En quoi consiste l’Arrangement sur la police civile au Canada?
L’Arrangement sur la police civile au Canada (APCC) constitue le cadre qui régit le déploiement de policiers canadiens à l’appui d’opérations de paix et de maintien de la paix partout dans le monde.
Il s’agit d’un partenariat conclu entre :
- l’Agence canadienne de développement international (ACDI),
- le ministère des Affaires étrangères et du Commerce international (MAECI) et
- Sécurité publique.
Ces trois ministères, en consultation avec la GRC, déterminent les opérations de paix et de maintien de la paix auxquelles des policiers canadiens devraient participer.
Le nouvel APCC
Un nouvel APCC, entré en vigueur le 1er avril 2006, a entraîné des changements importants dans la gestion des opérations de maintien de la paix. Signalons notamment le fait que le maintien de la paix internationale est devenu un programme de la GRC et est financé intégralement.

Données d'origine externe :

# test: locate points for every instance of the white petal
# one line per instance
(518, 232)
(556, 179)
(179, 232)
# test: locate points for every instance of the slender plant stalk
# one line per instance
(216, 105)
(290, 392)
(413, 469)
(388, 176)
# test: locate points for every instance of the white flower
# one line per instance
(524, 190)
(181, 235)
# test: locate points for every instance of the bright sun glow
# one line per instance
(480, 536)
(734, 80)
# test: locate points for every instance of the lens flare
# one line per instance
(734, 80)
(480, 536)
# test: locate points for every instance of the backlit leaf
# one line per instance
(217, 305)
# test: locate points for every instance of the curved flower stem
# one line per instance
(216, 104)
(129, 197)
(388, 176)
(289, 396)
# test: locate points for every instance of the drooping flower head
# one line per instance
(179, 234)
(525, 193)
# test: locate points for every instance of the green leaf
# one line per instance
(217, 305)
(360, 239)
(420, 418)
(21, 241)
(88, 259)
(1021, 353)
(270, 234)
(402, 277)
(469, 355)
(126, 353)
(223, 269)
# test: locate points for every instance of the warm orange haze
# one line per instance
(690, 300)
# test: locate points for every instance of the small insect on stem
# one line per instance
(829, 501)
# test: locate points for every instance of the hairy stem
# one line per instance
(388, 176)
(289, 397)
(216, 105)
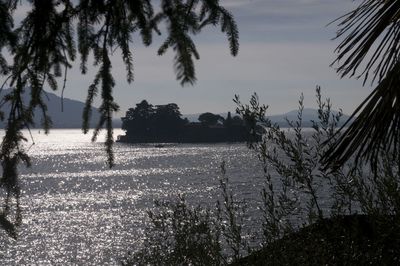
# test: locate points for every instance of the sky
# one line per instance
(286, 48)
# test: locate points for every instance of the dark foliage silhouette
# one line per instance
(45, 43)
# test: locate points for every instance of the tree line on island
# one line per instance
(147, 123)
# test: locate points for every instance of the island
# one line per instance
(164, 124)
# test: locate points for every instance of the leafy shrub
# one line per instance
(311, 214)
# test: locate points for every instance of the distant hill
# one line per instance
(309, 114)
(70, 117)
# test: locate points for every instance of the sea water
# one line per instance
(78, 211)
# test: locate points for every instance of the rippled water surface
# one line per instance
(78, 211)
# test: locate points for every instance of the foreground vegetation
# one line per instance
(309, 214)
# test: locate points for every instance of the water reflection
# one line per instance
(78, 211)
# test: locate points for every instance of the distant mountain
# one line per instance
(309, 115)
(69, 117)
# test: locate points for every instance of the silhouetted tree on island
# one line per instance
(164, 123)
(210, 119)
(44, 46)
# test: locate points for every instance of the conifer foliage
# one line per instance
(54, 32)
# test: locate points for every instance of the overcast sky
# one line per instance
(286, 49)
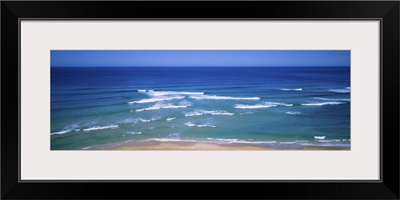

Ce programme, qui dispose maintenant d’un financement permanent, appuie le déploiement à l’étranger de jusqu’à 200 policiers canadiens provenant d’un groupe de 600 volontaires dotés des compétences voulues et près à intervenir rapidement. Dans le passé, le financement nécessaire au déploiement de policiers canadiens était versé par l’ACDI selon les besoins. Le nouveau programme permet de gérer les opérations de paix internationale de façon plus coordonnée et plus proactive, en réduisant au minimum les répercussions sur les responsabilités au pays.
Décider du moment où déployer des policiers canadiens à l’étranger
Lorsqu’on envisage d’affecter des policiers canadiens à une mission, il faut prendre en considération les facteurs suivants :
- Mandat : La mission comporte-t-elle un mandat clair et réalisable?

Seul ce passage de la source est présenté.